Downtown Hyde Park, NY

The Hyde Park, NY Christmas tree a block from downtown

I got home early that night to finish my papers on the Metaverse and my White Page on the visitors we had to our Travel Trends class. It was an uphill battle that night and on Monday for both presentations. We got a “B+” on the Metaverse paper and an “A” on the White Page and in both classes I got an “A”. The Mapping project would go on until December 22nd. It would take five revisions and a lot of late nights. We were able to pull out a “B+” on the Mapping paper of the Rockaways right as my own classes were ending.

That last week of school Monday classes ended and after the Tuesday class my classmates wanted to go for an evening of Karaoke. I had papers to grade when I got home so I declined and took a walk up to see the tree and clear my head before heading home.

Christmas in New York City is always a pleasure and with the City opened back up to tourism, it made it exciting again. The anticipation of Christmas in Manhattan is something to experience if you have never done it before. It all started for me when I declined a karaoke night with my classmates and went to see the Rockefeller Center Christmas tree. I just needed a walk after my Data Analytics class. It had been a rough semester. Just seeing the tree put me in the Christmas spirit.

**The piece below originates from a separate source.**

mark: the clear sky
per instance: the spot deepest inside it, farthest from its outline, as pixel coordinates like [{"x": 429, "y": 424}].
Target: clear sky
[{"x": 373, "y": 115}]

The Tree as we call it in Rockefeller Center December 2022

I walked around Midtown along Fifth Avenue, looking at Saks Fifth Avenue’s windows, admiring the lights and looking at the skyline. I forgot how beautiful this area of the City is at night. It was a mild Tuesday night when I was walking around and there were not too many people around. the tourists had not arrived in full swing yet. Being a Tuesday night, it was relaxing being able to walk around the Rockefeller Center area without the crowds.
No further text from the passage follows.